Imaging probes

1.  Phosphorescent probes for biological analytes

Phosphorescence is a spin-forbidden emission from triplet electronic states of molecules (T₁→S₀), unlike the more common fluorescence (S₁→S₀), which originates in singlet states. Triplet states typically have much longer lifetimes than singlet states, i.e. microseconds vs nanoseconds, which presents a number of advantages for imaging.

The most prominent example of phosphorescent probes are probes for molecular oxygen (O₂), which is a highly efficient quencher of triplet states. By measuring phosphorescence decay times of probes dissolved in biological fluids (such as blood plasma or interstitial fluid) concentrations of oxygen can be determined non-invasively and with high accuracy. This approach, known as the phosphorescence quenching method was originally developed by  David F. Wilson [1, 2] at Penn, and is currently used in many areas of biomedical research.

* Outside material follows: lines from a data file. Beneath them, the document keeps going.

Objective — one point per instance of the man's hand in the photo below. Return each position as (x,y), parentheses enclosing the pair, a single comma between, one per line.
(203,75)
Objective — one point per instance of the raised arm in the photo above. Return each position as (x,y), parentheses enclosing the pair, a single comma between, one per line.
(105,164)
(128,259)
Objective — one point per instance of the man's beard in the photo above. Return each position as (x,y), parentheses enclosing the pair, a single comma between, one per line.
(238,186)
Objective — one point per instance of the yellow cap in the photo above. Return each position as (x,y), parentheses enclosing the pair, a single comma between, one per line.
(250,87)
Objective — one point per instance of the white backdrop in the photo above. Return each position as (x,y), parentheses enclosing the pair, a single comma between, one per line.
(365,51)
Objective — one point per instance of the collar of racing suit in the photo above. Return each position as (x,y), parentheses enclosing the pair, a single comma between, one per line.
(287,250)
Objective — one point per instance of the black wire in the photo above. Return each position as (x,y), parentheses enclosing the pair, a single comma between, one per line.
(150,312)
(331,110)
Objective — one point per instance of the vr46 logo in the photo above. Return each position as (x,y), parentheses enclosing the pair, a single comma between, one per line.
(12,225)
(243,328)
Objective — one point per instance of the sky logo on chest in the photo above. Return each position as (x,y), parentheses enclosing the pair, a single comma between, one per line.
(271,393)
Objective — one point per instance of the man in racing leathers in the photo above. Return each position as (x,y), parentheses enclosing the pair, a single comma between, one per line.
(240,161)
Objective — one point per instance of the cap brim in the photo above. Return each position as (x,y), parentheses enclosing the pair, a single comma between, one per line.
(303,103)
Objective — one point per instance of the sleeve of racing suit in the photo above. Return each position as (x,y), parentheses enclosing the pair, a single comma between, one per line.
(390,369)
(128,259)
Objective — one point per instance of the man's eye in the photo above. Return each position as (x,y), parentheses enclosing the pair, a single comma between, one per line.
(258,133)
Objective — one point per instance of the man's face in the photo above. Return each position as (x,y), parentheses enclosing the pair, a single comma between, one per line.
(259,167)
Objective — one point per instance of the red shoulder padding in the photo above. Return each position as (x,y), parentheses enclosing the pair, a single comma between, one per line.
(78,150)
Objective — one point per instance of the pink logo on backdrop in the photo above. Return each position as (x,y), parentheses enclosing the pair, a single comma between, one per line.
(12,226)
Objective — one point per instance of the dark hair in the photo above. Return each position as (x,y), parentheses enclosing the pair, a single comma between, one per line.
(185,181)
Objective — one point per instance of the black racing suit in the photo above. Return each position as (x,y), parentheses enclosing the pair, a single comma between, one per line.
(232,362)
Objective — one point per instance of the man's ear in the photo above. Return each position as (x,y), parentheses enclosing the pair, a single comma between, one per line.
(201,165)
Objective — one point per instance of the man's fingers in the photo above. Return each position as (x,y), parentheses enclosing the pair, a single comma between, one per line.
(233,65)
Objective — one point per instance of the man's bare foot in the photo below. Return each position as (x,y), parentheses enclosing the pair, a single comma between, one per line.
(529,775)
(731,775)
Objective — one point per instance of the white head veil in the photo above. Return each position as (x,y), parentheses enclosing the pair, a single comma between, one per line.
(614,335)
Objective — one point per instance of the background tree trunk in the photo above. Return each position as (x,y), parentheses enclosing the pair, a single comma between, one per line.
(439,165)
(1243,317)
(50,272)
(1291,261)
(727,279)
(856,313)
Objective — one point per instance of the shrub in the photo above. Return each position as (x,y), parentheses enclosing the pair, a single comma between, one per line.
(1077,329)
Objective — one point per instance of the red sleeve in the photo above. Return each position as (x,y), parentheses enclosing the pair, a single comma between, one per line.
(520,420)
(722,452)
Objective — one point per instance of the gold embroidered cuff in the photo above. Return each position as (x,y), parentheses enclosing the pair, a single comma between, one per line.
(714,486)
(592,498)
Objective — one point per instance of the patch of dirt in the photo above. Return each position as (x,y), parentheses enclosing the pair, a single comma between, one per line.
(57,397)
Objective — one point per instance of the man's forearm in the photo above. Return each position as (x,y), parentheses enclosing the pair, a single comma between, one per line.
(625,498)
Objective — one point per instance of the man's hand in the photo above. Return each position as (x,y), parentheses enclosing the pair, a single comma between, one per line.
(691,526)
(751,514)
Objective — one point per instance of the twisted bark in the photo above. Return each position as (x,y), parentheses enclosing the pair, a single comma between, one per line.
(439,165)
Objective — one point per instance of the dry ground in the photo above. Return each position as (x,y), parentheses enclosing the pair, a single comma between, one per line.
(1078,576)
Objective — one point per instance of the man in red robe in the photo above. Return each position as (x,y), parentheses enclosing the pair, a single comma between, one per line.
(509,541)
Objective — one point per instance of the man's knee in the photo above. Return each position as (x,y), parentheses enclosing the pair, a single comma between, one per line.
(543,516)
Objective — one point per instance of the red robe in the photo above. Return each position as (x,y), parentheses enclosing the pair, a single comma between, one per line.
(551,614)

Our oxygen probes are based on metalloporphyrins, in which both the formation of triplet states via intersystem crossing (S₁→T₁) and the subsequent phosphorescence occur with high quantum efficiencies. To ensure biological compatibility and selectivity for oxygen, porphyrins are encapsulated within hydrophobic dendrimers, whose periphery is modified with polyethyleneglycol (PEG) residues [3, 4, 5 ]. The resulting constructs are inert, hydrophilic and fully bio-compatible. The phosphorescence lifetimes of these probes provide a selective signal for oxygen and allow measurements of absolute oxygen concentrations in any aqueous environment. Measurements based on phosphorescence lifetimes are independent of the probes' concentrations and unaffected by the optical properties of the medium.

Recently, the capabilities of the method have been extended by combining it with two-photon laser scanning microscopy. The resulting technique is known as two-photon phosphorescence lifetime microscopy (2PLM) of oxygen [6]. 2PLM makes it possible to assess tissue oxygen metabolism with high spatial resolution at depth in such areas as the brain cortex [7, 8], the retina of the eye [9,10], bone marrow [11, 12, 13] and newly growing bone [14], thus addressing biological questions for which non-invasive imaging of oxygen provides critical information not obtainable by any other method. More clinically relevant applications include measurements in the intestines [15, 16] and in tumors undergoing radiation therapy [17].

One major advantage of phosphorescence is its long lifetime, which allows for complete suppression of scattered excitation and tissue autofluorescence using microsecond time-gating. We are developing phosphorescent probes for quantitative imaging of temperature, pH and metal ions simultaneously with oxygen. These probes are constructed around multichromophoric systems, in which energy and electron transfer processes are tuned to render desired quantitative analyte-specific signals.

2.  Up-converting nanoparticles (UCNPs)

Multiphoton microscopy is currently the tool of choice for deep-tissue imaging, particularly in neuroscience, where relevant physiological processes can be observed just a few hundred microns under the brain surface in rodents. However, two-photon excitation of conventional probes requires pulsed ultrafast lasers, which are expensive and may cause tissue damage due to the extremely high photon fluxes that they generate. At the same time, there is a class of agents, known as lanthanide upconverting nanoparticles (UCNPs), in which 2PA, or an even higher order absorption, can occur under low energy continuous wave (CW) irradiation. This presents major advantages for bio-imaging. We use dendrimerization to impart bio-compatibility of UCNP crystals and to couple their signals to the sensing of biological analytes [18]. Using dendritic UCNPs, we for the first time were able to perform depth-resolved high-resolution angiographic imaging in a live brain using two-photon CW excitation with photon fluxes 10⁵-10⁶ times lower than those used in conventional two-photon microscopy [19]. However, using UCNPs for quantitative analyte sensing in vivo  still remains an unsolved problem and constitutes an active area of research.